In a new poll released by Amnesty International, 71% of respondents expressed fear over how Big Tech is taking and using their personal data. (Photo: Flickr/GostGo/cc)

By Andrea Germanos | Common Dreams

If you’re worried about how big technology companies are storing and using your personal data, you’re far from alone, according to a new poll out Wednesday from Amnesty International.

The survey of 10,000 people in nine countries, conducted by YouGov, revealed that 71% of respondents expressed fear over how Big Tech is taking and using their data. The sentiment was expressed most acutely in Brazil, where 89 percent said they were worried about the use of their personal data by tech companies. India and the United States followed, where the worry was expressed by 71 percent and 70 percent respectively.

Fears of violations of privacy are driving their concerns, said 62 percent of respondents. Fifty-nine percent, meanwhile, said they don’t feel in control over how technology companies share user data with third parties like advertisers.

“The poll results are stark and consistent—a clear majority of people are worried about the power Big Tech has over their lives,” said Amnesty Tech director Tanya O’Carroll.

The findings were released less than two weeks after an Amnesty report said that Facebook and Google have a “surveillance-based business model” that threatens users’ human rights, including the right to privacy, bolstering the rights organization’s call for the era of self-regulation by Big Tech to come to an end.

A strong majority—77%—also said that tech companies creating detailed profiles about users and selling access to those profiles to third-parties including advertisers is a problem.

In the United States, 75% of respondents said that profile selling was a problem, but it was felt even more strongly in France (77%), India (77.8%), South Africa (79.8%), and Brazil (87%).

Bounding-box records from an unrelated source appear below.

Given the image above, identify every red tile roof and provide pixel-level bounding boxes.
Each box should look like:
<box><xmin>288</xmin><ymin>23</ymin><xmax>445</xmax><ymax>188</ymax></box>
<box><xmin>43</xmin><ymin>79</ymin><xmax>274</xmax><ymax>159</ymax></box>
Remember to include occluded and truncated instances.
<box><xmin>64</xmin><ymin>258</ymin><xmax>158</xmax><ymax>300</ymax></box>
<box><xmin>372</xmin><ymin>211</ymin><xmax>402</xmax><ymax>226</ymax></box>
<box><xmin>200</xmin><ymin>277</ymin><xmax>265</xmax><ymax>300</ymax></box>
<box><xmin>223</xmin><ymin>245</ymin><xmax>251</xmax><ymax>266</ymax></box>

The overall majority of those who said online profiling was a problem—59%—said that it is an invasion of privacy. And more than half—53%—said profiling could be used to unfairly influence people through ads or political messages. Another concern expressed by 52% was that profiling could be used, without user knowledge, to control the information and media people see.

Seventy-three percent of respondents, which also included people in Denmark, Egypt, Germany, and Norway, said they want their governments to do more to regulate Big Tech. That includes nearly 66% of respondents in the U.S. who want such government action.

Only 16 percent of respondents overall said they did not want their governments to do more to regulate large technology companies.

“People are hankering for governments to do more to regulate these corporate giants,” said O’Carroll.

The poll findings, she continued, offer “a damning indictment of how Big Tech companies harvest and use our personal data. People want to see an end to tech companies trampling over our right to privacy.”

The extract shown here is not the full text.